Thomas Hille wrote:
Am Montag, den 14.03.2005, 08:18 +0100 schrieb Florian La Roche:
On Mon, Mar 14, 2005 at 01:59:07AM +0000, Joe Desbonnet wrote:
I've done tests some time ago that showed a 4.8 factor to reduce bandwidthI have more results from my experiments in RPM delta compression. I've posted the results so far here: http://www.wombat.ie/software/rpmdc/index.shtml
Conclusion so far: assuming someone has the distribution RPMs
available then an entire
update repository (about 1GB) can be generated from 200MB of files.
I hope to post my code once I clean it up a bit (it's implemented in Java currently).
Must check out rdiff also...
needs for RHEL update releases. Big drawback will be the need of the previous
packages, so this might again be only something for a local server to
download updates, but not for normal client machines.
Still the savings look very nice, so I think we should continue looking at
this.
Just to give my 2 cents....
The drawback you talk about could be eliminated, when you diff not the
whole rpm, but instead for the single files in it. - These are present
on the client machine. Then the only problem that arises are corrupted
files. So you would need to check the md5 before.
Yep.
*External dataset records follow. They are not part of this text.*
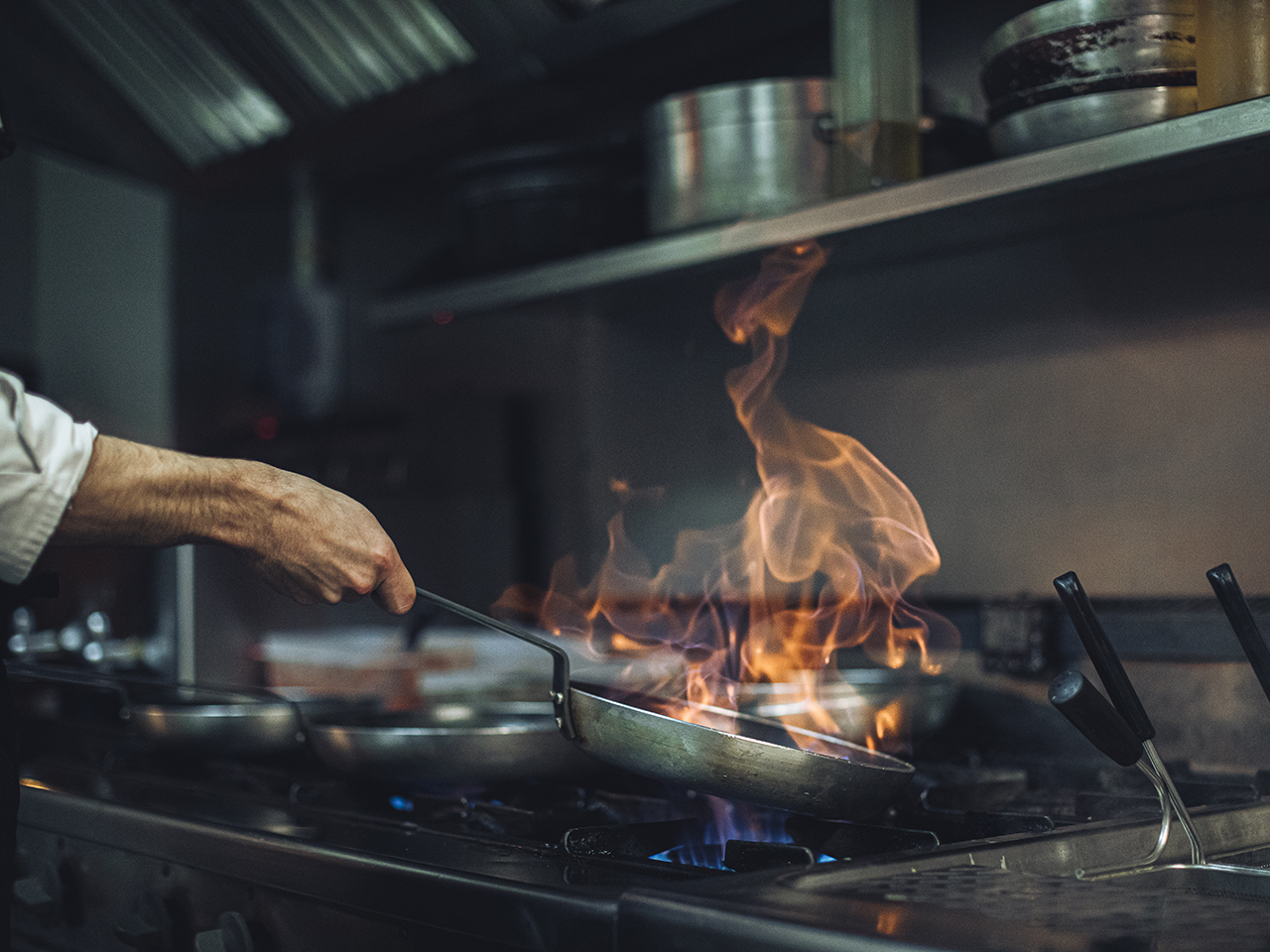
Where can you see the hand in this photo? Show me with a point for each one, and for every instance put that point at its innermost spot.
(317, 544)
(308, 540)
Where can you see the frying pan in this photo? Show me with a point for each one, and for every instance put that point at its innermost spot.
(724, 753)
(457, 742)
(176, 717)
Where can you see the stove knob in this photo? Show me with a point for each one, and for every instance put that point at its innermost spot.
(40, 892)
(146, 928)
(231, 934)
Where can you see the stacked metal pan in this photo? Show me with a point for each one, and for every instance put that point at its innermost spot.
(1078, 68)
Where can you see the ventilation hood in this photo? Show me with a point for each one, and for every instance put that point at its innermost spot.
(202, 90)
All this has been known since 1998, see rpm-list@xxxxxxxxxx archives..
Josh McDonald, the xdelta guy, even had a proof-of-concept implementation in (iirc) xdelta-0.18 for *.rpm packages.
Ooops, Red Hat chose not to maintain <rpm-list@xxxxxxxxxx> archives, too bad.
Maybe doing the diff on the single files also could help compress the rpms, that were not compressible using the whole rpm (omni-foomatic etc.)
Nevertheless, the recent OOo update makes me believe, that we should
really think about anything that reduces bandwidth (even in the time of
common broadband access).
I ask:
If you have to rip apart a *.rpm package into it's components in order to achieve
the goal of minimal bandwidth used to transfer a package, then what exactly is
the point of putting the contents in a *.rpm package in the first place?